I trained off my existing corpus - e.g., let my SA-generated spam folder build up a bit, removed any false positives, removed SA markups, and ran that into DSPAM as spam corpus; did the same with all the normal mail that came in over a week or so, THEN switched. I've also set my wife up without as much training, and it took DSPAM longer to learn what was spam for her and what wasn't. So I think training it up beforehand with a corpus is a good idea.
Overall, it was worth it to switch, and if I was good about upgrading to the newest I'd hopefully see my false positive rate drop.
Just my .02.
You can now set DSPAM to add headers with signatures etc instead of a tag in the body.
The only thing to note is that users forwarding mail back to DSPAM for training must include the X-DSPAM headers. Apparently, some email clients do not do this by default.
No sig.
Otherwise your weights will be all wrong.
Equal parts ham and spam will yield good spam catching. RTFAQ.
--
Internet Explorer (n): Another bug -- that is, a feature that can't be turned off -- in Windows.
I've been using DSPAM for about three months. A few criticisms:
First, by default DSPAM wants to run as the "root" user and usurp delivery of e-mails. (With Exim, they actually want it to recursively reinvoke the mail server for actual delivery!) It took quite a bit of configuring to get it to work like SpamAssassin from procmail.
This software is somewhat buggy, so running DSPAM as root would also introduce security concerns. For example, I'm using 2.10.6 because the 3.0.0 compiled and installed with no problems, but failed to classify anything. (Even with several hours of gdb tracing I was unable to determine why).

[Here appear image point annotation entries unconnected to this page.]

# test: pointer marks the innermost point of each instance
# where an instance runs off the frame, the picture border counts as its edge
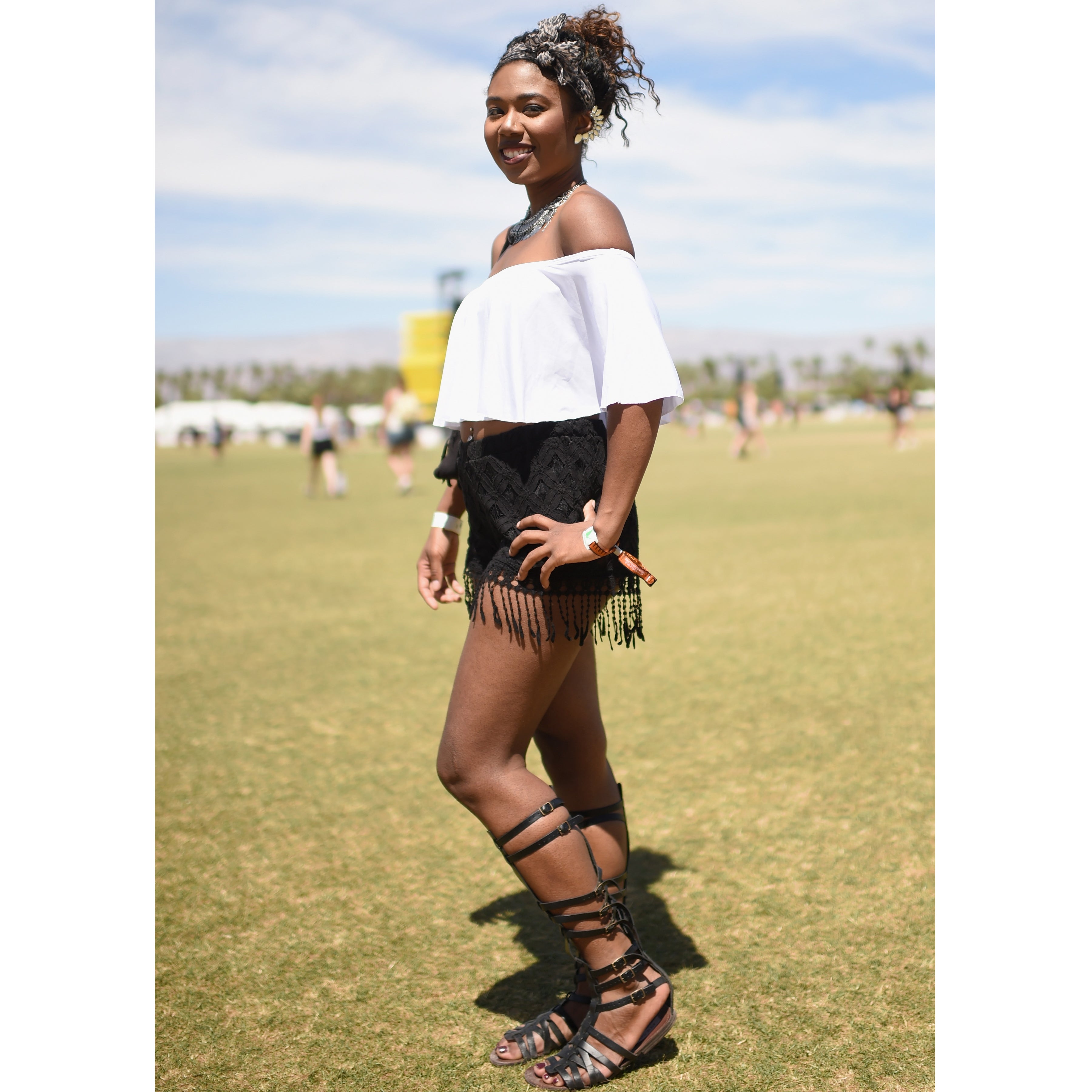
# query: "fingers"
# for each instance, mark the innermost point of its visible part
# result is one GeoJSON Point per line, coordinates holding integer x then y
{"type": "Point", "coordinates": [527, 539]}
{"type": "Point", "coordinates": [532, 559]}
{"type": "Point", "coordinates": [549, 566]}
{"type": "Point", "coordinates": [425, 583]}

Another bug is that if I run the "--falsepositive" on an e-mail that's lacking the "!DSPAM" signatures, the message should be ignored, but apparently this is not the case because the statistics counters are incremented.
From the FAQ:
"Q. Does DSPAM support whitelists?
A. DSPAM doesn't have a whitelist manager, rather whitelisting is an automatic function of DSPAM's Bayesian filtering mechanism."
This is crazy -- the whole point of whitelists is for when the Bayesian filtering fails! And DSPAM does fail. Twice now I've had to reset my database because the classifications were wrong and training wasn't helping. All I can say is I'm glad I've got procmail to rescue the important e-mails.
I think one source of my problems was that the default training mode ("train on everything") causes incorrect learning when you fail to report a false positive. This was a big problem for me, since I get around 700-800 spams/day. While false negatives are easily caught, the false positives go unnoticed unless I happen to wonder why someone never responded, and invest some time to search my spam folders. (I'm still trying to figure out exactly how to deal with this problem. E.g. maybe I could have it challenge the sender with Turing Test or something.)
I will say that DSPAM's basic technology is quite good. It's just that the software still has a "prototype" feel, and I'd caution you to do some experiments before unleashing it on your users. (For example, there's no manpage, and there isn't even a command-line option to print out the current version number!)
-Gonz
I ^H^H a guy I know used to retaliate, stopped for a while when the spammers built up their defenses, and then tried it again last week against some spams which started leaking thru his filters.
They are wide open again, brothers, because apparently no one else is dossing them anymore either and they have let down their guard.
I would guess that they lost money when they overprotected their forms against that type of "response," which made too many legit buyers say fuck it instead of filling out some bossy form.